Seven pages of these NYPD records were obtained in May 2009 by Jonathan Ned Katz, Director of OutHistory.org, in consultation with historian David Carter, and two additional pages were obtained in 1988 by the late Michael Scherker, under the New York State Freedom of Information Law. In the documents obtained by Katz, for the first time the names of those arrested are not blacked out, providing the public and historians with important new evidence about the rebellion’s participants. None of the nine NYPD reports made available on OutHistory.org have earlier been published.
So the story about the lesbian putting up the fight as she's arrested turns out to be true!
Thanks for sharing this, and for posting it on my blog!

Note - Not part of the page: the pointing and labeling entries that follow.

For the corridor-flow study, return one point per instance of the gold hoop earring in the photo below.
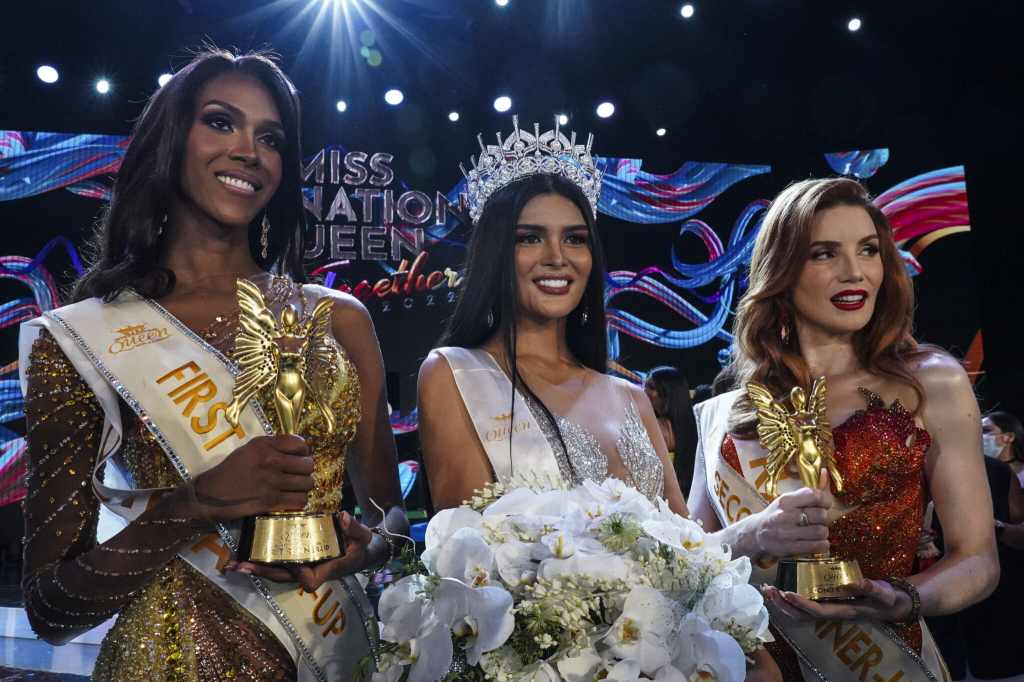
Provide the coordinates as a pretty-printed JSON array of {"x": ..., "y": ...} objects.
[{"x": 264, "y": 238}]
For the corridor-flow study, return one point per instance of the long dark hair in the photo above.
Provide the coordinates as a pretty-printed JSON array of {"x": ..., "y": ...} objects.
[
  {"x": 488, "y": 300},
  {"x": 674, "y": 403},
  {"x": 125, "y": 248},
  {"x": 1010, "y": 424}
]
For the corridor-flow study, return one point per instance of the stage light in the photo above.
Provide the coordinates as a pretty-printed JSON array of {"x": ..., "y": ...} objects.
[{"x": 47, "y": 74}]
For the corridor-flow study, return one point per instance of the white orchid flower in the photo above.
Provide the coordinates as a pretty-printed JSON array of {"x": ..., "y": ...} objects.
[
  {"x": 739, "y": 604},
  {"x": 403, "y": 608},
  {"x": 515, "y": 563},
  {"x": 676, "y": 531},
  {"x": 409, "y": 612},
  {"x": 559, "y": 544},
  {"x": 443, "y": 525},
  {"x": 615, "y": 497},
  {"x": 489, "y": 622},
  {"x": 645, "y": 631},
  {"x": 539, "y": 672},
  {"x": 704, "y": 650},
  {"x": 625, "y": 671},
  {"x": 466, "y": 556},
  {"x": 670, "y": 674},
  {"x": 431, "y": 654},
  {"x": 581, "y": 668},
  {"x": 603, "y": 565}
]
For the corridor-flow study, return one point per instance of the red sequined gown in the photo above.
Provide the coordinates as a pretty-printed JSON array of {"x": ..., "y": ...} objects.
[{"x": 880, "y": 452}]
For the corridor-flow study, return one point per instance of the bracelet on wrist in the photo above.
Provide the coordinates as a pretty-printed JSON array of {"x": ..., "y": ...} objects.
[
  {"x": 387, "y": 537},
  {"x": 907, "y": 588}
]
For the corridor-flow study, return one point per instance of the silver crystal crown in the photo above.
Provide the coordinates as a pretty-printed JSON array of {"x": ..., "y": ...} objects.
[{"x": 523, "y": 155}]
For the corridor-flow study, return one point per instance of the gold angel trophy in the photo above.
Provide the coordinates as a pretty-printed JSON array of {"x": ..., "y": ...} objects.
[
  {"x": 272, "y": 352},
  {"x": 805, "y": 434}
]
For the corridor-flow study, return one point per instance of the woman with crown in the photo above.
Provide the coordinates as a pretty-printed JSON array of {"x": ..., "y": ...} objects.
[
  {"x": 518, "y": 389},
  {"x": 128, "y": 419},
  {"x": 828, "y": 296}
]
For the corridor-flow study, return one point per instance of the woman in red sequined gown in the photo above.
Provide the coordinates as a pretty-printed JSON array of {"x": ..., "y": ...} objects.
[{"x": 828, "y": 296}]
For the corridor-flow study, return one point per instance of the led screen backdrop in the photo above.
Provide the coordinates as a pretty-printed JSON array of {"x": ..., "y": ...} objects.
[{"x": 677, "y": 244}]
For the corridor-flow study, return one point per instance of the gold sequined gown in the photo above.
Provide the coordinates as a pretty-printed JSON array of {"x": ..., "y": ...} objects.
[{"x": 172, "y": 623}]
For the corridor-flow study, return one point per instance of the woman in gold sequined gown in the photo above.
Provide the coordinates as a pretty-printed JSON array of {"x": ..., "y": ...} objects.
[
  {"x": 209, "y": 192},
  {"x": 828, "y": 296}
]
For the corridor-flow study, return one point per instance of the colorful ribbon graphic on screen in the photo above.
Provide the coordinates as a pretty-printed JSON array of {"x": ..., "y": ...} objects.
[
  {"x": 45, "y": 296},
  {"x": 923, "y": 210},
  {"x": 32, "y": 163}
]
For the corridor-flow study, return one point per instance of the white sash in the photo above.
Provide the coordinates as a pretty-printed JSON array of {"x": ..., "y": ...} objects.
[
  {"x": 179, "y": 386},
  {"x": 486, "y": 392},
  {"x": 832, "y": 651}
]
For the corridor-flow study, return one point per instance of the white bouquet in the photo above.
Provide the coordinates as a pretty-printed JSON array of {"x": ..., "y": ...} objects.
[{"x": 593, "y": 582}]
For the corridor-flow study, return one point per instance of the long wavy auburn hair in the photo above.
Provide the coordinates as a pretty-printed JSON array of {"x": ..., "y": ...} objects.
[{"x": 885, "y": 346}]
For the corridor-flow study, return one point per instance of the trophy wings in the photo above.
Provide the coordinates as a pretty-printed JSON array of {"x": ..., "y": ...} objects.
[
  {"x": 318, "y": 332},
  {"x": 776, "y": 431},
  {"x": 255, "y": 349},
  {"x": 817, "y": 405}
]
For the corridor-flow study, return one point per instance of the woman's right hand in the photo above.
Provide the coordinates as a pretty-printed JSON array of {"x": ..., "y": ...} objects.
[
  {"x": 268, "y": 473},
  {"x": 795, "y": 523}
]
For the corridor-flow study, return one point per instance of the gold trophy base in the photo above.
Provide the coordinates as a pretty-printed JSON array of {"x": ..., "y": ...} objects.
[
  {"x": 287, "y": 538},
  {"x": 819, "y": 578}
]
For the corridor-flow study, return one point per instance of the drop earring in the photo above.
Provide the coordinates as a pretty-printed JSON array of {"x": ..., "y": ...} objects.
[{"x": 264, "y": 238}]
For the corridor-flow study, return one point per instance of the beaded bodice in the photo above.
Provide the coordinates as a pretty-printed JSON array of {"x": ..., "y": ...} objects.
[{"x": 583, "y": 459}]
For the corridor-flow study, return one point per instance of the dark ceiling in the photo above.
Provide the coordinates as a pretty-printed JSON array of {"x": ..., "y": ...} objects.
[{"x": 742, "y": 80}]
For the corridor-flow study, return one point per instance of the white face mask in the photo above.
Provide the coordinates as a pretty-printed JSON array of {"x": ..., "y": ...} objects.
[{"x": 989, "y": 446}]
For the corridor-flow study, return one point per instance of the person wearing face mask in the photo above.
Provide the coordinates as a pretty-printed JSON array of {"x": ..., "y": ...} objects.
[
  {"x": 126, "y": 394},
  {"x": 828, "y": 296},
  {"x": 518, "y": 386},
  {"x": 670, "y": 395},
  {"x": 1003, "y": 437},
  {"x": 989, "y": 648}
]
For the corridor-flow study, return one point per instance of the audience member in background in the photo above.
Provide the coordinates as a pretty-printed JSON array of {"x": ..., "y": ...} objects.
[
  {"x": 1003, "y": 437},
  {"x": 670, "y": 395},
  {"x": 701, "y": 393},
  {"x": 986, "y": 631}
]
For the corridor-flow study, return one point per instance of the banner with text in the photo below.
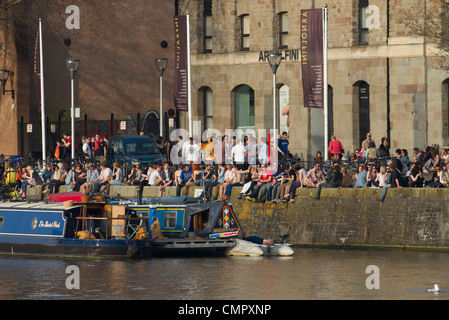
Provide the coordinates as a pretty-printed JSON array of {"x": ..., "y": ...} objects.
[
  {"x": 312, "y": 56},
  {"x": 180, "y": 83}
]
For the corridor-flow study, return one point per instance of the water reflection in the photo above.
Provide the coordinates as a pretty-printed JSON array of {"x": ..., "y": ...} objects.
[{"x": 309, "y": 274}]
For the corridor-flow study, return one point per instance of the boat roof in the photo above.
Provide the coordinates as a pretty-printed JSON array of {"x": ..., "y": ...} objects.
[
  {"x": 174, "y": 200},
  {"x": 20, "y": 205}
]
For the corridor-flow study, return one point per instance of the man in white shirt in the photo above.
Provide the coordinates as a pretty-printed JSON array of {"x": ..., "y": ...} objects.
[
  {"x": 86, "y": 147},
  {"x": 105, "y": 176},
  {"x": 192, "y": 152},
  {"x": 263, "y": 151},
  {"x": 155, "y": 177}
]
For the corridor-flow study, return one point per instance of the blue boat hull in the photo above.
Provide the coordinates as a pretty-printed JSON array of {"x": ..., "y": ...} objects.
[{"x": 76, "y": 248}]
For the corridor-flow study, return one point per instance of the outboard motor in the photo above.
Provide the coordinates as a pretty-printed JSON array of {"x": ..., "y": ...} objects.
[{"x": 284, "y": 237}]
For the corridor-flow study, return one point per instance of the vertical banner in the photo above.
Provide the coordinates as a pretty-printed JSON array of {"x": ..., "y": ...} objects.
[
  {"x": 37, "y": 68},
  {"x": 312, "y": 58},
  {"x": 180, "y": 89}
]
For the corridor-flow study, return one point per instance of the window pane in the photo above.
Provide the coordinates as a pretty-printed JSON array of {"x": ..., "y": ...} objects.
[
  {"x": 363, "y": 17},
  {"x": 284, "y": 40},
  {"x": 245, "y": 42},
  {"x": 244, "y": 107},
  {"x": 208, "y": 26},
  {"x": 284, "y": 22},
  {"x": 245, "y": 25},
  {"x": 208, "y": 102},
  {"x": 364, "y": 36}
]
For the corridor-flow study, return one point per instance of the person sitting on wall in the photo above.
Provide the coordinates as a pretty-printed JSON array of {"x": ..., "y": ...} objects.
[
  {"x": 314, "y": 176},
  {"x": 333, "y": 180},
  {"x": 392, "y": 180},
  {"x": 185, "y": 180},
  {"x": 167, "y": 175}
]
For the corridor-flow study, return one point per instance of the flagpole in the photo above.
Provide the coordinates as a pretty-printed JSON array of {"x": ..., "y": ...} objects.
[
  {"x": 41, "y": 58},
  {"x": 325, "y": 83},
  {"x": 189, "y": 77}
]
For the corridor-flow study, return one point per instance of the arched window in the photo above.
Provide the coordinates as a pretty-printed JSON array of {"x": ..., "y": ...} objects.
[
  {"x": 330, "y": 111},
  {"x": 363, "y": 109},
  {"x": 208, "y": 109},
  {"x": 244, "y": 32},
  {"x": 244, "y": 107},
  {"x": 445, "y": 107},
  {"x": 363, "y": 18}
]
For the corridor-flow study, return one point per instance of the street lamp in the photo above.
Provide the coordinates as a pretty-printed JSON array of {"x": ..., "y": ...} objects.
[
  {"x": 274, "y": 59},
  {"x": 161, "y": 64},
  {"x": 4, "y": 75},
  {"x": 72, "y": 65}
]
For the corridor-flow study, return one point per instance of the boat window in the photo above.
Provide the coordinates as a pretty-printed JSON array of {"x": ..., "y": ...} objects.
[{"x": 170, "y": 219}]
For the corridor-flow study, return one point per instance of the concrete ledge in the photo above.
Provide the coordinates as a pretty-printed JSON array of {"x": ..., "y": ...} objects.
[{"x": 344, "y": 218}]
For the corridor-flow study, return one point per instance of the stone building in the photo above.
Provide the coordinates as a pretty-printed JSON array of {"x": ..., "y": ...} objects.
[
  {"x": 116, "y": 42},
  {"x": 382, "y": 78}
]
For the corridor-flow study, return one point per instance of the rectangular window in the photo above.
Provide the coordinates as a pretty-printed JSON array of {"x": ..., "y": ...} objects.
[
  {"x": 208, "y": 109},
  {"x": 207, "y": 25},
  {"x": 363, "y": 17},
  {"x": 170, "y": 219},
  {"x": 244, "y": 20},
  {"x": 283, "y": 30}
]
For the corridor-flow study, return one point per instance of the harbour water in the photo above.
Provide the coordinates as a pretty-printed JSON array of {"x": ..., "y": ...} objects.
[{"x": 309, "y": 274}]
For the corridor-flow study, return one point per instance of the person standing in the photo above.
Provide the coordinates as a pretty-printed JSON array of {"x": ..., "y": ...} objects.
[
  {"x": 283, "y": 152},
  {"x": 365, "y": 143},
  {"x": 99, "y": 147},
  {"x": 87, "y": 152},
  {"x": 185, "y": 180},
  {"x": 335, "y": 148},
  {"x": 238, "y": 154}
]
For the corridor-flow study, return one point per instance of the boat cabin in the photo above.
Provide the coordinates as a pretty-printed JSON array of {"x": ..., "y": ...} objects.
[{"x": 185, "y": 217}]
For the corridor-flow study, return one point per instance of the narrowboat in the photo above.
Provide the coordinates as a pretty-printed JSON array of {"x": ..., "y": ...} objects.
[
  {"x": 82, "y": 230},
  {"x": 184, "y": 225}
]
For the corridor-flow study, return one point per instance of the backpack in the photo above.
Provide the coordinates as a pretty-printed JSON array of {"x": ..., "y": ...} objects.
[{"x": 372, "y": 154}]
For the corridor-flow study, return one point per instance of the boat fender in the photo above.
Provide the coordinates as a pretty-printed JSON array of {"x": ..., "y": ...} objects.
[
  {"x": 141, "y": 233},
  {"x": 156, "y": 230},
  {"x": 84, "y": 235}
]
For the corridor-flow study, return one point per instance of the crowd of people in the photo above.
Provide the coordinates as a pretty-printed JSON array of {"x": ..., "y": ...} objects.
[{"x": 246, "y": 164}]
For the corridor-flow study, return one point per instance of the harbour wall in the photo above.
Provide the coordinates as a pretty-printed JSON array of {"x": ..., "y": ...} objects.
[{"x": 409, "y": 218}]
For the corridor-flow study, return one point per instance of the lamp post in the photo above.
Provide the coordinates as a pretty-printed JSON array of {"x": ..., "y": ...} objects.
[
  {"x": 274, "y": 59},
  {"x": 161, "y": 64},
  {"x": 4, "y": 76},
  {"x": 72, "y": 65}
]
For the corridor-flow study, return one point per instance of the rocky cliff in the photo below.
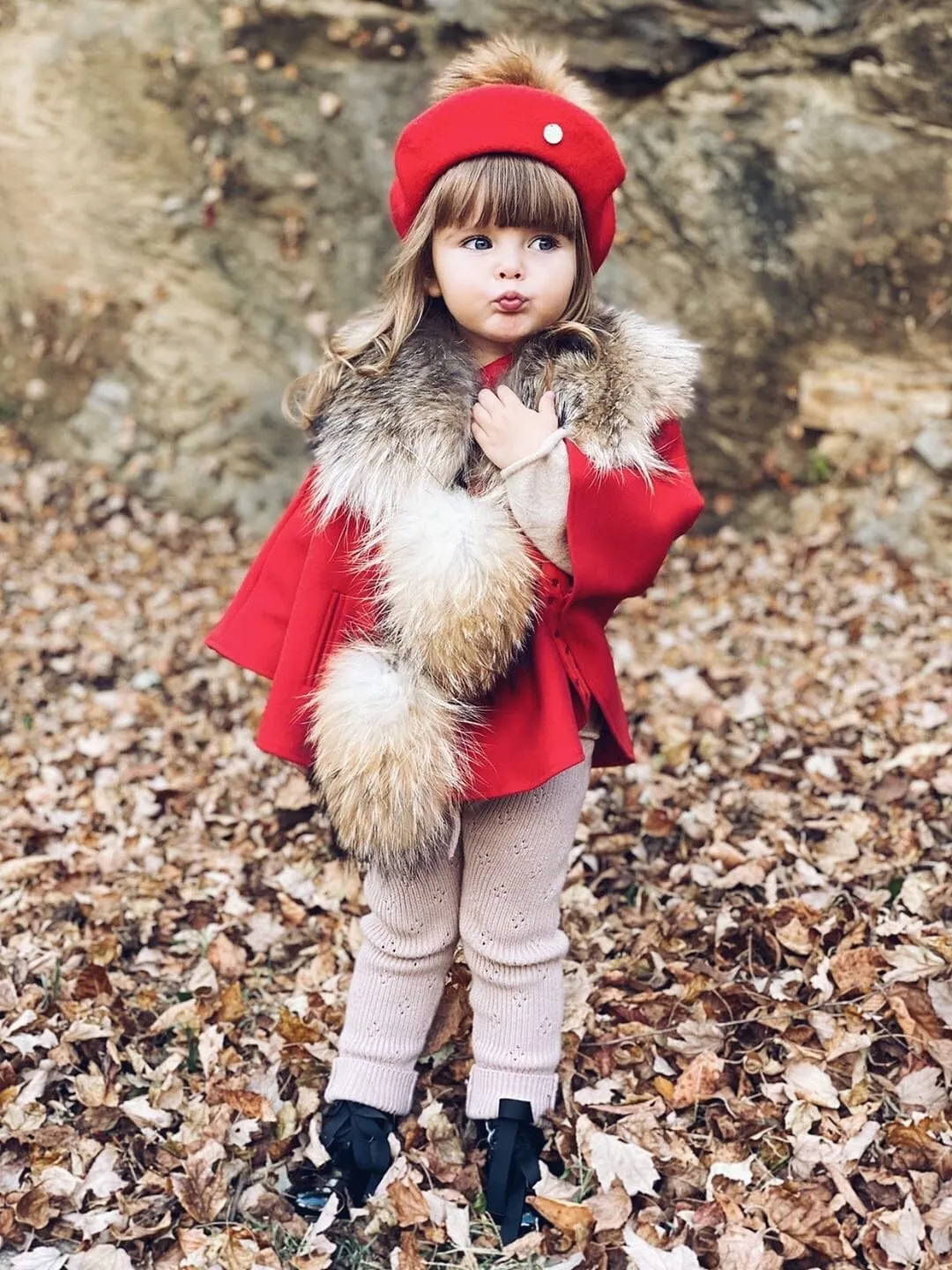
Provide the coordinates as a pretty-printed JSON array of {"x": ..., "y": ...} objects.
[{"x": 190, "y": 192}]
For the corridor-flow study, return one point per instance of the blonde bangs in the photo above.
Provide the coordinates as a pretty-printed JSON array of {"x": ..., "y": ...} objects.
[
  {"x": 505, "y": 190},
  {"x": 501, "y": 190}
]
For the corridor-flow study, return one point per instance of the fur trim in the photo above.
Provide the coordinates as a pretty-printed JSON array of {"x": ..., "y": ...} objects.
[
  {"x": 386, "y": 758},
  {"x": 455, "y": 576},
  {"x": 505, "y": 60},
  {"x": 614, "y": 404},
  {"x": 458, "y": 587}
]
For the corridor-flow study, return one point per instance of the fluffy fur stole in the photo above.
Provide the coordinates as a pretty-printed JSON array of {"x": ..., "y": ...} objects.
[{"x": 391, "y": 721}]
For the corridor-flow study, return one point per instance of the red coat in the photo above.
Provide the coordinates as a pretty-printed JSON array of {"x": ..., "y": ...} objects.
[{"x": 301, "y": 598}]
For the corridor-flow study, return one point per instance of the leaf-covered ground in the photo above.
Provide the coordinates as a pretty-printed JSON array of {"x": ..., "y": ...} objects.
[{"x": 758, "y": 1044}]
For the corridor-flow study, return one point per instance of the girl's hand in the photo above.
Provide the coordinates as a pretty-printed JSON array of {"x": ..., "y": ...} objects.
[{"x": 505, "y": 430}]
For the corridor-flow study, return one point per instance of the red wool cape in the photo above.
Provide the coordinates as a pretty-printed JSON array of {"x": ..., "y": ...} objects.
[{"x": 302, "y": 597}]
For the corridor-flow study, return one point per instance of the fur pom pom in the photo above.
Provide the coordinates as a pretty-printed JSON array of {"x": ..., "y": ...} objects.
[
  {"x": 505, "y": 60},
  {"x": 386, "y": 757},
  {"x": 460, "y": 587}
]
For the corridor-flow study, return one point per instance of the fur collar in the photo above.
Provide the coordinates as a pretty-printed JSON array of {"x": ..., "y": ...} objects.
[
  {"x": 394, "y": 719},
  {"x": 378, "y": 437}
]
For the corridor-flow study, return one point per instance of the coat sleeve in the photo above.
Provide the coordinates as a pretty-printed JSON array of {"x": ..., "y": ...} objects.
[{"x": 621, "y": 527}]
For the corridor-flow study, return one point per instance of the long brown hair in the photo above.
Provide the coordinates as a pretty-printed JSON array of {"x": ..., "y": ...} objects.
[{"x": 499, "y": 190}]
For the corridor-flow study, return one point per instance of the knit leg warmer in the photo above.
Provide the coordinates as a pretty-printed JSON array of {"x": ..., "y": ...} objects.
[
  {"x": 501, "y": 892},
  {"x": 517, "y": 855}
]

Most interesting indeed! And all this happened on by birthday without my knowing anything at all, until years after...
Is it just me, or don't they look very young?
"Is it just me, or don't they look very young?"
They were very young. Stay tuned for the next post.
Can you tell me where the pictures of the first march come from? I have a lot of pictures of Marty and have seen more, but I hadn't seen those (for whatever reason). Marty was my uncle and hero, so thanks for getting the stories right.
Drew,
Those photos of that first march are by Fred MacDarrah from his book "Gay Pride" which came out in the early 1990s and may be out of print.
I'll see if I can get an ISBN number if you want to see if you can find it on Amazon or Alibris.